Fair warning from 2010: the Atlantic Yards story is not ovah (and now look at the news); What about the EB-5 angle?

The Atlantic Yards story is still going strong, isn't it? As Michael D. D. White writes in his Noticing New York blog:
The Times is having a harder and harder time not covering Atlantic Yards. That’s partly because Atlantic Yards is a bigger story than the paper has heretofore rightfully acknowledged.
Last year, when press and public attention diminished, it shouldn't have. I wrote 8/24/10, about the lack of press attention to the appointment of Arana Hankin as the Empire State Development Corporation's Atlantic Yards project manager:
Perhaps, they think, the Atlantic Yards story is ovah. Except it's not.
I wrote 11/30/10 about the failure to follow up on the last Atlantic Yards court case and the Community Benefits Agreement:
Journalists and others who think the Atlantic Yards story is ovah simply have closed their minds.
And I wrote 12/7/10 about the New York TImes's curious failure to cover Atlantic Yards news:
Instead, in the last month, we've seen two feature articles and a review regarding The Civilians, as if Atlantic Yards is ovah, history, an arts story. Nah.
Now, given the news about modular construction and charges against state Senator Carl Kruger and lobbyist Richard Lipsky, it should be clear that Atlantic Yards will remain a subject of interest--and require scrutiny--for a good while.

What about the EB-5 angle?

The biggest uncovered story? Forest City Ratner's recruitment of 498 green card-seeking immigrant investors under the federal government's EB-5 program.

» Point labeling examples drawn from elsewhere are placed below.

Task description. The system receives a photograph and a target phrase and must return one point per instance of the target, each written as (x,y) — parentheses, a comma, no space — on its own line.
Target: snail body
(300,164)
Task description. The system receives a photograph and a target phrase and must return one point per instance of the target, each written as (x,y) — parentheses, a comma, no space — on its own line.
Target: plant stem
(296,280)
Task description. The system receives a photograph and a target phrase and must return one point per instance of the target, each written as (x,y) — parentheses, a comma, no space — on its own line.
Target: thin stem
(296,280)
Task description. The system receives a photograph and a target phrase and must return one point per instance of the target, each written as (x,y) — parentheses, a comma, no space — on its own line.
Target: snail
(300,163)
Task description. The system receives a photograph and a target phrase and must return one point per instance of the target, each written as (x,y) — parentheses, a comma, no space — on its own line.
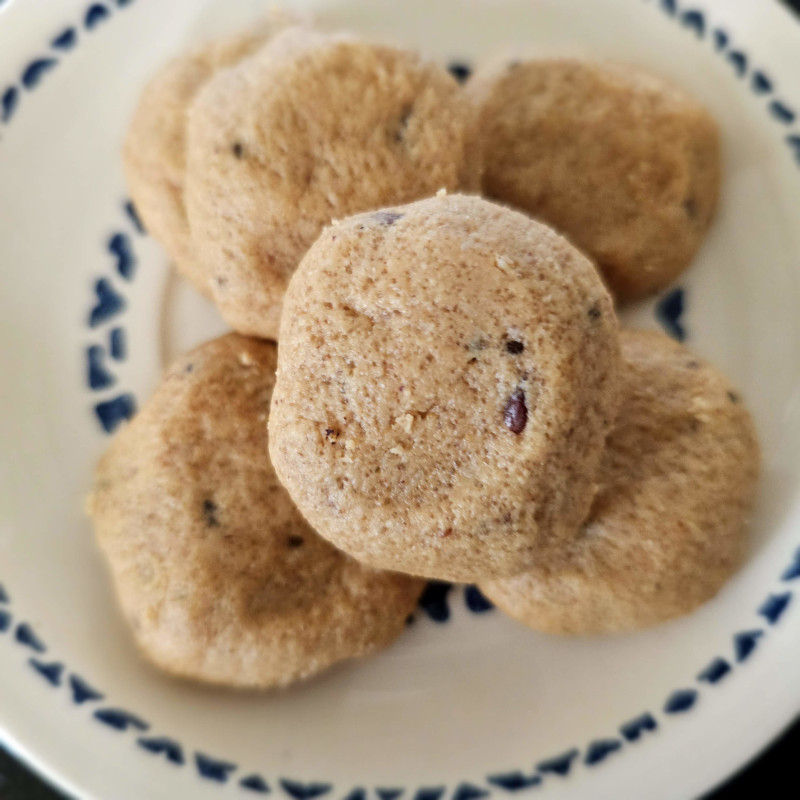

I called it Anatomy of a Shady Deal and last week pointed out questions left unanswered in the Times's cursory mention.

Today, the Times offers a headline asserting "Shady Dealings," but it has nothing to do with Atlantic Yards, but rather deals with someone already safely classified as a pariah: Shady Dealings Helped Qaddafi Build Fortune and Regime.

1 comment:

  1. There is also the challenge by BrooklynSpeaks sponsors and DDDB to reverse the ESDC's 2009 approval of the Atlantic Yards project plan that extended construction of the project from ten to twenty-five years. The community groups won the first round and the case continues.

    The court is also currently contemplating a request for a stay of construction of the whole or part of the site.